Table 3 Dual digoxigenin-labelled probes used for northern blotting.

Sandwich assay formation on electrode surface

Figure 1 illustrates the amperometric tRF detection method, showing how the sandwich assay was formed on the electrode surface. A monolayer of capture strand DNA was formed on the surface of a freshly polished and electrochemically cleaned 2 mm gold disc electrode by immersing in 200 µL of a 1 µM solution of the capture strand dissolved in Denhardt’s buffer. This capture DNA strand is complementary in part to the target tRFs. After 5 hours, the electrode was rinsed with RNase-free water to remove any loosely bound strands.
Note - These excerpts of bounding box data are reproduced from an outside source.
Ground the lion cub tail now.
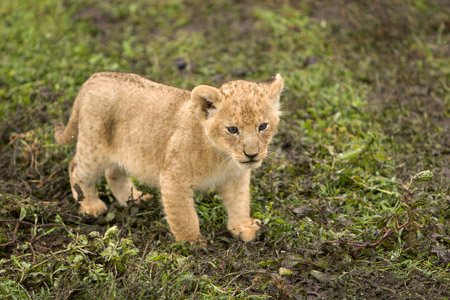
[55,93,81,145]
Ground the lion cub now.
[55,72,283,242]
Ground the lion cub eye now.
[258,123,268,131]
[227,126,239,134]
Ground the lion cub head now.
[191,74,283,168]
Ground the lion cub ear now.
[191,85,222,120]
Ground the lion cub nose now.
[244,150,258,160]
Hybridisation of the target strand to the immobilised capture strand was carried out at 37°C for 3 hours. Different concentrations of the target ranging from 1 aM to 1 µM were used in 200 µL of buffer. Following hybridisation, the electrode was rinsed thoroughly with RNase-free water.
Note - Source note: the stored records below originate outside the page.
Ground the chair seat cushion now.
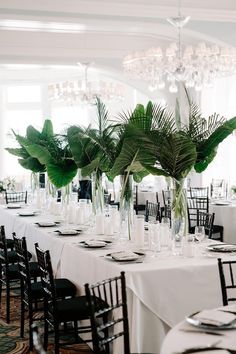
[57,296,89,322]
[6,238,14,250]
[55,278,76,298]
[0,251,32,263]
[29,262,40,278]
[57,296,107,322]
[7,264,20,280]
[31,278,76,299]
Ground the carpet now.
[0,291,92,354]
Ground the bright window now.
[7,85,41,103]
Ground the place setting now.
[104,251,146,264]
[79,239,112,249]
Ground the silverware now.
[179,328,224,336]
[173,345,236,354]
[173,339,222,354]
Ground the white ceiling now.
[0,0,236,92]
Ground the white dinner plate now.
[80,240,108,248]
[214,202,231,206]
[18,211,36,216]
[35,221,58,227]
[186,312,236,330]
[57,229,81,236]
[7,204,21,209]
[106,251,145,262]
[206,243,236,253]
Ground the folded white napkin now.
[194,310,236,326]
[111,251,139,261]
[85,240,106,247]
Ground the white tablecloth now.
[0,207,225,354]
[210,203,236,244]
[161,321,236,354]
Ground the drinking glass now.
[194,226,205,242]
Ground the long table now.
[210,200,236,244]
[0,206,225,353]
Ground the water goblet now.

Platinum nanoparticles were functionalised with a probe nucleic acid strand, which is complementary to part of the target tRF, by incubation overnight at 37°C. These labelled nanoparticles were brought to the surface of the electrode via complementary hybridisation. The nanoparticle labelled probe DNA is complementary to the section of the target that was not used for hybridising to the capture strand, and the sandwich assay is completed by incubating the modified electrode with the probe labelled platinum nanoparticles for 4 hours at 37 °C in a volume of 200 µL. Before quantification, the electrode was thoroughly washed with RNase-free water.

Amperometric detection

A three-electrode electrochemical cell was used; the working electrode was a 2 mm gold disc electrode, the counter electrode was a large area coiled platinum wire and a silver/silver chloride (Ag/AgCl in 3 M KCl) acted as the reference electrode. All electrochemistry experiments were carried out on a CHI650 workstation, with 0.1 M H2SO4 as the supporting electrolyte.
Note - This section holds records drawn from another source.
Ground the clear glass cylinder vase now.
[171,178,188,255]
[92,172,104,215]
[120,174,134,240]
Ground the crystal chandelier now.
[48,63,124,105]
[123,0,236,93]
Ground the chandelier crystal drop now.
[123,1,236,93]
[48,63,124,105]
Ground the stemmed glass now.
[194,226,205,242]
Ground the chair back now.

A constant potential of −0.25 V was applied to the electrode and the resulting current was measured. After 10 minutes, the current reached an equilibrium and sufficient hydrogen peroxide was added to give a final concentration of 2 mM. The current associated with the reduction of the peroxide at the bound platinum nanoparticles was measured at equilibrium after 30 minutes. The analytical response is taken as the difference in current, measured before and after the addition of the hydrogen peroxide.